Kommunalwahlen im Blick

Kommunalwahlen im Blick –

damit wir gestalten und nicht mit uns Politik gemacht wird!

„Wir als SPD ermutigen alle, die unsere demokratische Gesellschaft positiv verändern wollen, sich für ein politisches Amt zu bewerben, ob im Gemeinderat oder im Kreistag“, so Ulrich Frey zu Beginn der Vorstandssitzung der SPD Billigheim-Elztal-Schefflenz.  Denn in diesen Gremien werden konkrete lokale Entscheidungen zusammen mit der Landkreis- bzw. der Gemeindeverwaltung getroffen. Dort wird über Geld und vorrangige Maßnahmen für die Gemeinde und den Kreis entschieden - und zwar demokratisch mit Mehrheitsbeschluss. Und deshalb, so stellten die Diskutanten fest, ist es für alle aktiv in den Gremien Beteiligten ein Lernfeld der Demokratie. Dies gilt auch für diejenigen, deren Meinung nicht gefolgt wird oder für die Kritiker, zu denen auch Leserbriefschreibende gehören. Jede Kreistags- und Gemeinderatssitzung ist öffentlich. „Wir müssen den Menschen noch viel mehr als bisher vermitteln, wir Demokratie funktioniert, ob vor Ort, ob in Stuttgart oder Berlin. Jede Regierungsfraktion im Bundestag muss sich an den Koalitionsvertrag halten. Beschlüsse und Gesetze sind immer Aushandlungsprozesse mit der mitregierenden Fraktion,“ antwortete die ehemalige Bundestagsabgeordnete Dr. Dorothee Schlegel auf die Frage, warum die SPD ihre Vorhaben nie zu 100% verwirklichen kann. Das erwarten aber  viele Menschen, gerade auch im sozialen Bereich von keiner anderen Partei als der SPD. „Dies kann gelingen, wenn wir als SPD die Mehrheit bilden. Aber das war nicht der Wählerwille. Daher ist Kritik zwar immer berechtigt, ebenso wie der Wunsch, Soziales zu verbessern. Aber demokratische Mechanismen funktionieren - ob im Gemeinderat oder auch im Verein – nach Mehrheiten.

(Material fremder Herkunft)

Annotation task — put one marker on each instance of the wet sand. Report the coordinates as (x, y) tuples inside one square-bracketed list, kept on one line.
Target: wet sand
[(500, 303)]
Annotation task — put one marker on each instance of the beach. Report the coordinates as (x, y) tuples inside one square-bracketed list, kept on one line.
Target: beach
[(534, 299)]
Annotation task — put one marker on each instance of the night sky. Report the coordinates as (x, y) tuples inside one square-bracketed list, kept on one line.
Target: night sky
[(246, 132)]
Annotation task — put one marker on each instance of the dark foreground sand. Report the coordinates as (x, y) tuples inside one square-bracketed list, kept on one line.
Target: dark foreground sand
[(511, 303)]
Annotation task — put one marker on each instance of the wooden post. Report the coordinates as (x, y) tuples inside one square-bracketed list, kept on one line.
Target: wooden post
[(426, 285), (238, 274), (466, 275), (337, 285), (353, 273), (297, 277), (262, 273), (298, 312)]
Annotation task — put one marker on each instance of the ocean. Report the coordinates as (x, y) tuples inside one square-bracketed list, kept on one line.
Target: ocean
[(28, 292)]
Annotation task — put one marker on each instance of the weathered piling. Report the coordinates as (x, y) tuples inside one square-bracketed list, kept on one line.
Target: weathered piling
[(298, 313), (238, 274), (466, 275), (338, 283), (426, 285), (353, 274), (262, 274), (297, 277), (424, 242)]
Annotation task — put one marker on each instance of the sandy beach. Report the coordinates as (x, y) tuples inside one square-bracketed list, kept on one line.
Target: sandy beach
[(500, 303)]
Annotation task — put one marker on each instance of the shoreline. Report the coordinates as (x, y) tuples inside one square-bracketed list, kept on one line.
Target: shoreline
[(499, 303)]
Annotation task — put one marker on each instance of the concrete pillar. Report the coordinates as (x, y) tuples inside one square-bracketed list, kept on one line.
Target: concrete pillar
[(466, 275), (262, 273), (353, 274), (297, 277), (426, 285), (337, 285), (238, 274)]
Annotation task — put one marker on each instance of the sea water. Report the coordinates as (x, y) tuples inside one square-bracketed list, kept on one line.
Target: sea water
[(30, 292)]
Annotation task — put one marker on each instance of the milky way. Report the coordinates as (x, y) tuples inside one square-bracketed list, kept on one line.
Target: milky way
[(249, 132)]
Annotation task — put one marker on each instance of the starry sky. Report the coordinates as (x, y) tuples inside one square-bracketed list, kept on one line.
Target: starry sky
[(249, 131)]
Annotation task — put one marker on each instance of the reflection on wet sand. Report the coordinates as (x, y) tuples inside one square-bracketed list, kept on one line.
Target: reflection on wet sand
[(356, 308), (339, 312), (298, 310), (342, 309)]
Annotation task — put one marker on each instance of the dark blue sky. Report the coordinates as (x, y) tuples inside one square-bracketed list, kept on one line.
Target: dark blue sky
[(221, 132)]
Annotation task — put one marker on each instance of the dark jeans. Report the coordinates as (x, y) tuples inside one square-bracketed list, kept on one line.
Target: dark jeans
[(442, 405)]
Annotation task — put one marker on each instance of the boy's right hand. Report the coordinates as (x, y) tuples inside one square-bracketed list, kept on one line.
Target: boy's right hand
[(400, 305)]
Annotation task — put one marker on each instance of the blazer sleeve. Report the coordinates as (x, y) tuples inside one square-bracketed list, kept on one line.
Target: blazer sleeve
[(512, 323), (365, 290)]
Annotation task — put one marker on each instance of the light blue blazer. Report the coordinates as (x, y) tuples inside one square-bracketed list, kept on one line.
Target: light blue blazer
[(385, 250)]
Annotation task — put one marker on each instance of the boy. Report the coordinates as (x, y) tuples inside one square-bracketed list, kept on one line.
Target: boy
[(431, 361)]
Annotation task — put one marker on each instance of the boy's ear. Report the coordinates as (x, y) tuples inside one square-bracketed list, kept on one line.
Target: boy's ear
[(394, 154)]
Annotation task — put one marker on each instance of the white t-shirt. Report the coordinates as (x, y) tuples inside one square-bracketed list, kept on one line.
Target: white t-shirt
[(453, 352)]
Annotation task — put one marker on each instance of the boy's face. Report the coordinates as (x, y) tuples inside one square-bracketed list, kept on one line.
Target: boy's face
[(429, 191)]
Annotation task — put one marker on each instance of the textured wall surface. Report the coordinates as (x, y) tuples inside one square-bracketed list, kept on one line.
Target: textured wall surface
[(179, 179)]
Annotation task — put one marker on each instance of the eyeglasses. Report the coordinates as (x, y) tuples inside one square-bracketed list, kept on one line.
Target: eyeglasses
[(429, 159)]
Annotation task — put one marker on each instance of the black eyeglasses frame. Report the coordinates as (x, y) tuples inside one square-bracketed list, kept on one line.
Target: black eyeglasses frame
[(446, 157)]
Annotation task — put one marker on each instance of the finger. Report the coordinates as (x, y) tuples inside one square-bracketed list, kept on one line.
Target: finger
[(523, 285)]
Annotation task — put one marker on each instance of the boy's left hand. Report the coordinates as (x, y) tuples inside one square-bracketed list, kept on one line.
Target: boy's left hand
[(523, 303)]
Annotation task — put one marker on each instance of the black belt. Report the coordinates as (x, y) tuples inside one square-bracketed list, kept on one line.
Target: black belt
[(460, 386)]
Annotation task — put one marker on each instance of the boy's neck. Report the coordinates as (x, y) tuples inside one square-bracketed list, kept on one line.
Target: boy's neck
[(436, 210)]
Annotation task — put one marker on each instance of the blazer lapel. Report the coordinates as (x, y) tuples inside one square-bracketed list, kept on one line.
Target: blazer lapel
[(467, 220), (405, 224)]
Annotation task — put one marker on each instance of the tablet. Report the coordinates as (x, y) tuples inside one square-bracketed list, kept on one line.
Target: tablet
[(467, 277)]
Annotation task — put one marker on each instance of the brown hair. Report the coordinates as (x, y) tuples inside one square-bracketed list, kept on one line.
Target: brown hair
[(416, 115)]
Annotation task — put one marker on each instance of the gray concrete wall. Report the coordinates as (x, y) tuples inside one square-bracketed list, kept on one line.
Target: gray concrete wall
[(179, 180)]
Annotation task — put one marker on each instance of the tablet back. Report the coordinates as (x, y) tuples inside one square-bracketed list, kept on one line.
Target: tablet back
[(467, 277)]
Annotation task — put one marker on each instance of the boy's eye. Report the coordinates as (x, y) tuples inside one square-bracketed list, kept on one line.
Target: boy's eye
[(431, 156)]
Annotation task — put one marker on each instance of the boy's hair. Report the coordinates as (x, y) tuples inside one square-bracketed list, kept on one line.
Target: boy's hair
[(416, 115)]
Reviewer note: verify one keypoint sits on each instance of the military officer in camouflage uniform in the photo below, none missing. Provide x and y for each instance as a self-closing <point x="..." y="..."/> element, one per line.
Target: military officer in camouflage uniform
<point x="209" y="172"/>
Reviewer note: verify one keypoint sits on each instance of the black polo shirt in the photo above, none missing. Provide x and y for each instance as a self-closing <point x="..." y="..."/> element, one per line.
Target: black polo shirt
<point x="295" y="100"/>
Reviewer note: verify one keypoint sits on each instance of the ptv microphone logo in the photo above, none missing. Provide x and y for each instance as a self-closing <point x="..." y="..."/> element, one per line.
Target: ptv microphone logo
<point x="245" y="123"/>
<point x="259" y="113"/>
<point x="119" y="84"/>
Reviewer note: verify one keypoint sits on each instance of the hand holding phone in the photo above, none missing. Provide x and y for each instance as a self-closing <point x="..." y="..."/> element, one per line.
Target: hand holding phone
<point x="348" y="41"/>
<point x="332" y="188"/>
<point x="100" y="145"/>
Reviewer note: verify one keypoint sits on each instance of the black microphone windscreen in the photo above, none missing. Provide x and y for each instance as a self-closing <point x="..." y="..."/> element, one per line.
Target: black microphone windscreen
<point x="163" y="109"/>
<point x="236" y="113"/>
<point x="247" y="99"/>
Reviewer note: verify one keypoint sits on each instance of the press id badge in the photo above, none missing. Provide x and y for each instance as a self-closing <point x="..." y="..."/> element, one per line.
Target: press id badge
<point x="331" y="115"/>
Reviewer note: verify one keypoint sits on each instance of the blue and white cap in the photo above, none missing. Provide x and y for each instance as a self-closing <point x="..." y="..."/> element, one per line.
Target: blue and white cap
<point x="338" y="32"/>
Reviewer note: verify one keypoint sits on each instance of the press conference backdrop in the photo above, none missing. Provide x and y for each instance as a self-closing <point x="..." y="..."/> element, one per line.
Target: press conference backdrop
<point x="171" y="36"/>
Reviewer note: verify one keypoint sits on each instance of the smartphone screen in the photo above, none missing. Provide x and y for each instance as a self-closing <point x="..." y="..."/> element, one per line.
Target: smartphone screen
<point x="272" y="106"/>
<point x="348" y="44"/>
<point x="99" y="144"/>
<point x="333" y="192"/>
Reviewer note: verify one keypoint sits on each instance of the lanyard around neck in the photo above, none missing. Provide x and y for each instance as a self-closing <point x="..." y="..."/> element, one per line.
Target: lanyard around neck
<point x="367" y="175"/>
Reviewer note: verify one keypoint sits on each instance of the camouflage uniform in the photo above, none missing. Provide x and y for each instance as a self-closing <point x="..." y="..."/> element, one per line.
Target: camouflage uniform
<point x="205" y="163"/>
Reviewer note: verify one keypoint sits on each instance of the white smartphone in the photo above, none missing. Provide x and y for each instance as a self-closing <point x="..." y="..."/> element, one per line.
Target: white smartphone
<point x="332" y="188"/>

Innerparteilich hat sich die SPD, auch wenn es um die Wahl von Vorsitzenden wie demnächst auf SPD-Landesebene geht, immer diesem demokratischen Vorgehen verschrieben. Vor 100 Jahren hat die SPD den Grundstein für ein gleiches mitbestimmungs- und Wahlrecht für alle gelegt und von diesem demokratischen Meilenstein rückt die SPD nirgendwo mehr ab. Dafür wird ab diesem Abend sehr lange über Mehrheitsbildungen diskutiert – kontrovers konstruktiv und doch konsensorientiert.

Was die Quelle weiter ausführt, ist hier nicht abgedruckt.